今回のテーマは、アマゾンのビジネスモデルです。
コロナ禍の中で売上を伸ばしている数少ない企業の一つであるアマゾン。
「ポチる」だけで簡単に買い物ができる世界的ECサイトのアマゾンですが、実はその事業範囲は通販だけではありません。
PrimeやKindle、Amazon Web Service(AWS)など、事業は大きく多角化しています。
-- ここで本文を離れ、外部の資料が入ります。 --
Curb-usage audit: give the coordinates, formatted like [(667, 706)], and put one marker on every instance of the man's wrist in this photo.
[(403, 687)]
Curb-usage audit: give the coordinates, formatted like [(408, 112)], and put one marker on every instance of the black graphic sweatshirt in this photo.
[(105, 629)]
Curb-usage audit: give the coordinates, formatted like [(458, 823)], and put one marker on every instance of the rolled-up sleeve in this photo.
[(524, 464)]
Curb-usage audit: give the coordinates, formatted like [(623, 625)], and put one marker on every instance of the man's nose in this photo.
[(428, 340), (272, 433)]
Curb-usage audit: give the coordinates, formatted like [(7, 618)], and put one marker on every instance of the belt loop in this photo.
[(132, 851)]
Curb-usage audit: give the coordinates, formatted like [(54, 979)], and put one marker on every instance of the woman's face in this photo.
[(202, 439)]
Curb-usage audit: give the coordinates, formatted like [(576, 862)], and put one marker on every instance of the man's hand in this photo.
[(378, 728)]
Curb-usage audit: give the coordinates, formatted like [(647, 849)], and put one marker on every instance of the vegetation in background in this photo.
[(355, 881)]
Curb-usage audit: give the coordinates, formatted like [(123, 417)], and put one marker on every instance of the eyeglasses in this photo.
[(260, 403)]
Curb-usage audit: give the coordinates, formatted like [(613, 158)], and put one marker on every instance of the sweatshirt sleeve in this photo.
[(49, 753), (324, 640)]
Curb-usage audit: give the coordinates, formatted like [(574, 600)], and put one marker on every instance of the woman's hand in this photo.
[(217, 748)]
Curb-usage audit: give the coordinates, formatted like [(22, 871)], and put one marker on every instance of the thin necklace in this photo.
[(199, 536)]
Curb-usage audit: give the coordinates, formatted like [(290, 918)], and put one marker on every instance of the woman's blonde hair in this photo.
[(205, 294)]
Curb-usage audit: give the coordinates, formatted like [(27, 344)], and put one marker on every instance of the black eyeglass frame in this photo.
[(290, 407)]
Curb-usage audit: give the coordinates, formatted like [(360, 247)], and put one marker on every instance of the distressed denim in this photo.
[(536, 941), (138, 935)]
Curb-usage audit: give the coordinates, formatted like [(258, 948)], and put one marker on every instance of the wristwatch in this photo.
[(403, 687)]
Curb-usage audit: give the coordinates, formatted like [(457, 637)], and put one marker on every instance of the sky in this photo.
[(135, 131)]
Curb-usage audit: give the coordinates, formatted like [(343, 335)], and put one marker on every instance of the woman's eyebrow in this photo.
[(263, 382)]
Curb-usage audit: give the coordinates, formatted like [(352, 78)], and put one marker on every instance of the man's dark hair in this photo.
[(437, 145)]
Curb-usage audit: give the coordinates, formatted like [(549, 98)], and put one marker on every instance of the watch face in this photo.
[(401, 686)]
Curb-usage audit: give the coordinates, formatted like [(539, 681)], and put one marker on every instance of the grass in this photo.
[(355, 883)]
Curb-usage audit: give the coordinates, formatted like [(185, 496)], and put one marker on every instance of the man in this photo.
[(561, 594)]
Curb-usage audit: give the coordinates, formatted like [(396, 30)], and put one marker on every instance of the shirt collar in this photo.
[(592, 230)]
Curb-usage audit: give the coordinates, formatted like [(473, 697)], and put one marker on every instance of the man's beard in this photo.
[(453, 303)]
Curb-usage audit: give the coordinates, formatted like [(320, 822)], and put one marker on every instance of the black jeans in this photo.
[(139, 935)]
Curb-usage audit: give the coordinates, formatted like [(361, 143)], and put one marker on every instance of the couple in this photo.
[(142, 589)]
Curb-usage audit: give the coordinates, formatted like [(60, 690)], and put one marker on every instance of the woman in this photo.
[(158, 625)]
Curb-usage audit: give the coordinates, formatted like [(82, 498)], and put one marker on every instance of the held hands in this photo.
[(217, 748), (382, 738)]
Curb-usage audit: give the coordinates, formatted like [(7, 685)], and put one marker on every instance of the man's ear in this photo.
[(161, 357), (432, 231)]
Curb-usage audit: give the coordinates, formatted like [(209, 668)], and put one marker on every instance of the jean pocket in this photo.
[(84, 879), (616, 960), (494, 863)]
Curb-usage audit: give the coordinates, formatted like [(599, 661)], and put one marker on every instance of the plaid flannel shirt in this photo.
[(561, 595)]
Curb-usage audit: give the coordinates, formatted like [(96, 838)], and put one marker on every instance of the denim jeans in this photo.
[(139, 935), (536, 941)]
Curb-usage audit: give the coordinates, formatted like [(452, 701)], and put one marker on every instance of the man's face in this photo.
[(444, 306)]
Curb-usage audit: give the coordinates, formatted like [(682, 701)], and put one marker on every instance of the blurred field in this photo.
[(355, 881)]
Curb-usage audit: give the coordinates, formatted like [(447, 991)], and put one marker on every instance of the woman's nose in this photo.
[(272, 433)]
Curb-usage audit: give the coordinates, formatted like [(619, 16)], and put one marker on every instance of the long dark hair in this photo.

2019年のアマゾンの総収益は2800億ドル(約30兆円)に達し、純利益は115億ドル(約1兆2300億円)となりました。
そんなアマゾンのビジネスモデル、マネタイズ方法について、図と共にわかりやすく解説していきます。
本記事を読めば成長し続けるアマゾンの成功の秘訣と、利益を生み出す仕組み、各事業のつながりなどがよくわかるでしょう。
是非最後までご覧ください!
アマゾンCEOジェフ・ベゾスのビジョン
自社でビジョンを言葉にする手順は経営ビジョンとは、価値観を行動レベルまで落とす方法はコアバリューにまとめています。
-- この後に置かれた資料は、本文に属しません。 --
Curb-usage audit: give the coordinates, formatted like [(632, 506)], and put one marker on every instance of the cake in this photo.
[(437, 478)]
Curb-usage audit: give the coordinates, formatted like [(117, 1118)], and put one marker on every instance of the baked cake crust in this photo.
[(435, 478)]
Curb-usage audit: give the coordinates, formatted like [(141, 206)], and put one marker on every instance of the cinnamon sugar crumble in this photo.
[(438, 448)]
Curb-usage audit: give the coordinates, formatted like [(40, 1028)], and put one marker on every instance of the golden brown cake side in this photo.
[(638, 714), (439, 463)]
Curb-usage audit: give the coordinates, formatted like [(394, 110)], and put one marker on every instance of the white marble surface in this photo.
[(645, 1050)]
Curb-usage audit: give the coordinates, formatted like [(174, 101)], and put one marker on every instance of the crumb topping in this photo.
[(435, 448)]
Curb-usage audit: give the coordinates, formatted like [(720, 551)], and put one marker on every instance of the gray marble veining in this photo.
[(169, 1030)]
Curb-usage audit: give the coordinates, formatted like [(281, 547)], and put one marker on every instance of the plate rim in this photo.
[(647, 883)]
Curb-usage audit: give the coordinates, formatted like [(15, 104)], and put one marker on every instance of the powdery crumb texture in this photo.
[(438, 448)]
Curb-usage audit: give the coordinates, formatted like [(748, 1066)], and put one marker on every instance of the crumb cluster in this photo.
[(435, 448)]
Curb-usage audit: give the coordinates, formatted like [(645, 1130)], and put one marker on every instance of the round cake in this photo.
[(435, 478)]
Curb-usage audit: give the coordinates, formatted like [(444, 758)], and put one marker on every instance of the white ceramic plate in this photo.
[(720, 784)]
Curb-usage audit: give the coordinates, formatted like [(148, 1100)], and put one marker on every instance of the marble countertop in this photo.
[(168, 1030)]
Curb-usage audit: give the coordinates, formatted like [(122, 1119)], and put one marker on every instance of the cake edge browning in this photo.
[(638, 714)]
アマゾンのビジネスモデルを理解する上でCEOであるジェフ・ベゾスのビジョン知っておくことはとても大切です。
アマゾンにはリーダーシッププリンシプルという社員が共有する価値観があります。
- 「Customer Obsession」(顧客中心)
- 「Ownership」(オーナーシップ)
- 「Invent and Simplify」(開発とシンプルさ)
- 「Are Right」「A Lot」(正しい判断と多様な考え方)
- 「Learn and Be Curious」(学びと好奇心)
- 「Hire and Develop the Best」(最高を雇い、育てる)
- 「Insist on the Highest Standards」(最高水準に投資する)
- 「Think Big」(大きく考える)
- 「Bias for Action」(素早い行動力)
- 「Frugality」(倹約)
- 「Earn Trust」(信頼を勝ち取る)
- 「Dive Deep」(深く関わる)
- 「Have Backbone」「Disagree and Commit」(信念を持ち、時に異議を唱え、しっかりコミットする)
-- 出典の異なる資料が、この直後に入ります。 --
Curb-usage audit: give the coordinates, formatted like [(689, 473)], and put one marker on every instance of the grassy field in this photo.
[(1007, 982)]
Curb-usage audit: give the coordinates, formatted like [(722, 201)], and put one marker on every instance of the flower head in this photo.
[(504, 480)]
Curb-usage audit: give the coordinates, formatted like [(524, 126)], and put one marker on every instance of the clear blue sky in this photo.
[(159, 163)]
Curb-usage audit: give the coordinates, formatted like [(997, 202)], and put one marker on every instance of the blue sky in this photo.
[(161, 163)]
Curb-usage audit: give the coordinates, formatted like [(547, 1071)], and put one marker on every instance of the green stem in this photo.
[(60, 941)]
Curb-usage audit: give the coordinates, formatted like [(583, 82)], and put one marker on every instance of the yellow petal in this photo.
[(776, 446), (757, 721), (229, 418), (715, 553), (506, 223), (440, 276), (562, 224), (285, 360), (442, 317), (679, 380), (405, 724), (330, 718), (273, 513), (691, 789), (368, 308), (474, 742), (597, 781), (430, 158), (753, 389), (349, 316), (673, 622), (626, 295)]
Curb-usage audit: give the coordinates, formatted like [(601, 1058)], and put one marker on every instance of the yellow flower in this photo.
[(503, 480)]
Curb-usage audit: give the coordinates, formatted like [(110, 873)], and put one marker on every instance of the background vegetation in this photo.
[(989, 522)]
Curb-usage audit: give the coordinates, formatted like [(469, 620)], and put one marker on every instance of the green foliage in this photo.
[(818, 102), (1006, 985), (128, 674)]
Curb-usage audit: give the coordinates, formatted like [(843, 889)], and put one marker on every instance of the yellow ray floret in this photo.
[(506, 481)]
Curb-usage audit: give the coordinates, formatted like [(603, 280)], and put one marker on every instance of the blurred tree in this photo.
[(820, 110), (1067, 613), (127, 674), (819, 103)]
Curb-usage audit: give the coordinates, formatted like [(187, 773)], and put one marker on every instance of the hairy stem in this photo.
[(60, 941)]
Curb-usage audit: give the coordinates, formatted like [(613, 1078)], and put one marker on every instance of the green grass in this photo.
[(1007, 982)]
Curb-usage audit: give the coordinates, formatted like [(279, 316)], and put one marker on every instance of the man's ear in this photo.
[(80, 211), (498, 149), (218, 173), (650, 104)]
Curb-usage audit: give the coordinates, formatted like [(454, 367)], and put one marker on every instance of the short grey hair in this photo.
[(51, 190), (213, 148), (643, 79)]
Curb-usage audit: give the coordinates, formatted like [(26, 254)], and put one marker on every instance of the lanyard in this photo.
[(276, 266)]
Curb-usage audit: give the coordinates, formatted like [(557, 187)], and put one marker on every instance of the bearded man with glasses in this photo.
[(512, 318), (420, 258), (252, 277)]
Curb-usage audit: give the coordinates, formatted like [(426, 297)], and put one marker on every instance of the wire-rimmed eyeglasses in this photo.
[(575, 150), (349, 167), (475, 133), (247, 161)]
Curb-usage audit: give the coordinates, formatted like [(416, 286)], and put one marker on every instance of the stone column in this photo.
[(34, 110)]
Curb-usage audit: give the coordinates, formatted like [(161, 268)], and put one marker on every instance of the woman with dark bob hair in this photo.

- 「Deliver Results」(結果をもたらす)
(出典:アマゾン公式サイト「リーダーシップ・プリンシプル」)
また、ジェフベゾスは「Being on Day One」、「常に1日目でいる!」という価値観を重要視しています。
衰退やスローモーションを避け、日々進み続けるには毎日が初日であるべきだと彼は言います。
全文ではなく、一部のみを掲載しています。